Bons amigos que tenho a sorte de contar entre a classe docente, têm-me feito chegar ecos do surpreendente ( até para os próprios ) unanimismo na reacção ás reformas introduzidas no sistema . No entanto, quando solicitados para expor os argumentos em que se apoiam na sua contestação, os que usam são de uma tal fragilidade e incoerência que autorizam a ilação de que as objecções de facto nada têm a ver com um modelo de avaliação concreto, qualquer que ele seja, mas com uma muito mais complexa conflitualidade intrínseca com o exercício da cidadania em contexto democrático-progressista. Naturalmente, terei que regressar ao tema.

4 comentários:

antonio ganhão disse...

Já tinha saudades deste papel de assessor da ministra!

Naturalmente que é preciso voltar ao tema. Os professores deviam de saber que não se combate uma ideia com a sua negação, mas com uma ideia nova.

Retomou funções Manuel?

Tiago R Cardoso disse...

interessante...

De facto a nossa sociedade vive de avalições, nós gostamos de avaliar mas não gostamos de ser avaliados.

Quer dizer até aceitamos se essa availação for positiva.

Se somos avaliados deviam ao menos informar como vai ser e a quem nos avalia como deve ser feita.

Isso agora é menos relevante já que tudo foi simplificado... pois.

alf disse...

Manuel, há uns professores que já deixaram de me falar por causa disto...

Os sistemas, ao longo do tempo, vão sendo abastardados pelos interessados nele. E, reformar é essencialmente voltar a pôr as coisas direitas.

A Justiça é o que é porque é o que convém aos interesses particulares da maioria dos juizes, idem com o ensino e com a saude. (as últimas que eu tenho sabido de alguns médicos...)

Por isso é que as reformas nunca podem ser feitas por negociação com os interessados - o que lhes interessa é que o sistema que eles moldaram não seja alterado.

O grande erro feito na educação e na justiça é envolver os interessados no assunto.

O ME devia ter escolhido um dos modelos em vigor noutro qq pais, talvez o francês seja o mais adequado à nossa realidade, e a seguir impô-lo.

Que constestação seria então possível? Se ele serve em França, porque não há de servir cá?

O mesmo tem de ser feito com a Justiça. Enquanto andarem em negociações não irão a lado nenhum. Entendo perfeitamente o desabafo da MFL; apenas, em vez da palavra «democracia», deveria ter usado a palavra «negociação». Porque esta negociação é que é antidemocrática - as pessoas escolheram um governo para governar o pais, não para andar a fazer negociações com interesses particulares - sejam eles de empreiteiros, banqueiros ou classes profissionais.
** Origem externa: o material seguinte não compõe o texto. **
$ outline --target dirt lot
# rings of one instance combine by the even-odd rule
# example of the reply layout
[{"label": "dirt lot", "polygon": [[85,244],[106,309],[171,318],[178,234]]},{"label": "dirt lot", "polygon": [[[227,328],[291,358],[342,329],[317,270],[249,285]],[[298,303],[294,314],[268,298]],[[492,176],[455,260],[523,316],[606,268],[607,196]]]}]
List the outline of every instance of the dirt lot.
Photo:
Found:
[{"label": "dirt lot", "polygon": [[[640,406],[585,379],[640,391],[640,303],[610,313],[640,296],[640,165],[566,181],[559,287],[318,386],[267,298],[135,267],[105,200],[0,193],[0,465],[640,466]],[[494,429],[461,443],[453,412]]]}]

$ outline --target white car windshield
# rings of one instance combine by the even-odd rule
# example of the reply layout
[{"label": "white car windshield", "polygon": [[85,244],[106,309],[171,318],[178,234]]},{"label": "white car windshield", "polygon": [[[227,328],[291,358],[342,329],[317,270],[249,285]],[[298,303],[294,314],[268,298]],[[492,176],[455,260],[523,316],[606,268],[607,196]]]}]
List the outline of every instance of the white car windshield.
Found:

E em todas estas discussões parece que toda a gente se esquece de notar que temos o pior ensino da europa civilizada com professores dos mais bem pagos; e que isto não pode continuar assim porque o futuro não é compatível com qq taxa de abandono escolar, quanto mais a nossa taxa astronómica. Claro que a responsabilidade não é só dos professores; mas também é.

PS -
Notem que os professores não são melhores nem piores que as outras pessoas, são iguais a todos os outros. Na função publica não houve esta contestação ao sistema de avaliação porque não houve negociação. O problema aqui foi haver negociação.
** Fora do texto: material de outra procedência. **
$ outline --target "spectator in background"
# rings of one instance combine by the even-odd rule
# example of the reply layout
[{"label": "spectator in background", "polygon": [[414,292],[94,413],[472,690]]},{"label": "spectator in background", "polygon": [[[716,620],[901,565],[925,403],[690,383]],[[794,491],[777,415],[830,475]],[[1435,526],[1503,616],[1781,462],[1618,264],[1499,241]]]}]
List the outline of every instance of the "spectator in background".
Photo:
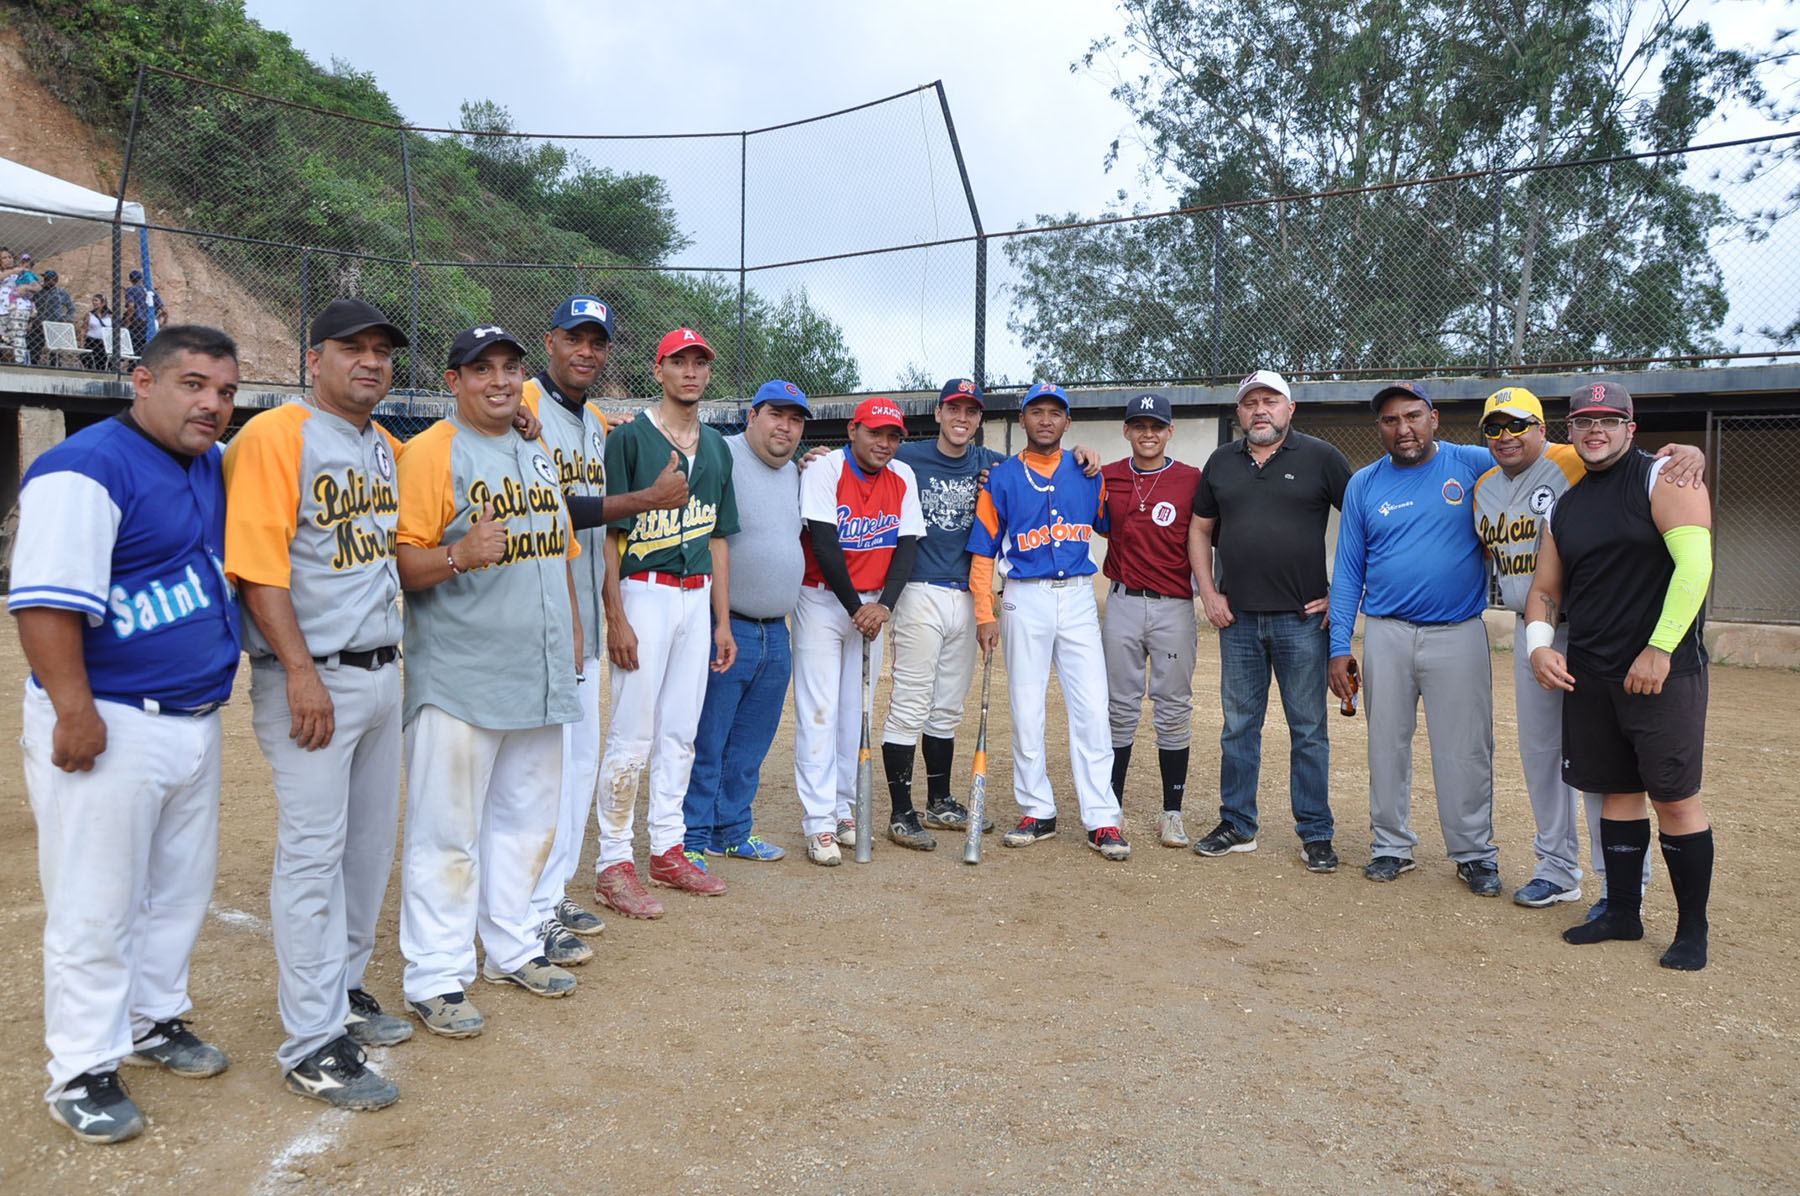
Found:
[{"label": "spectator in background", "polygon": [[81,355],[82,364],[90,370],[106,369],[112,356],[112,339],[112,307],[105,295],[96,294],[88,300],[87,349]]},{"label": "spectator in background", "polygon": [[31,346],[32,360],[42,361],[44,325],[68,324],[72,328],[75,324],[75,298],[61,285],[56,271],[46,270],[32,302],[36,305],[36,311],[31,317],[27,343]]},{"label": "spectator in background", "polygon": [[160,328],[168,321],[169,312],[157,293],[144,285],[142,270],[133,270],[127,277],[131,285],[125,288],[125,328],[131,333],[132,348],[141,353],[150,340],[151,314],[155,313]]}]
O seu post é uma obra de arte! Magnificamente construído.

Manuel Rocha disse...

António,

As noites agora são mais
longas...:)

Tiago,

Julgo que essa nossa tendencia que bem refere ou se deve a uma manifesta dificuldade de auto-avaliação. E das duas uma: ou ela decorre duma auto-estima exarcebada ou de uma insegurança incontornável.

Alf,

Somos ingénuos ? Duvida que se o modelo proposto fosse Francês não estariamos agora a ouvir isso mesmo como argumento, que não era adaptado à nossa realidade ??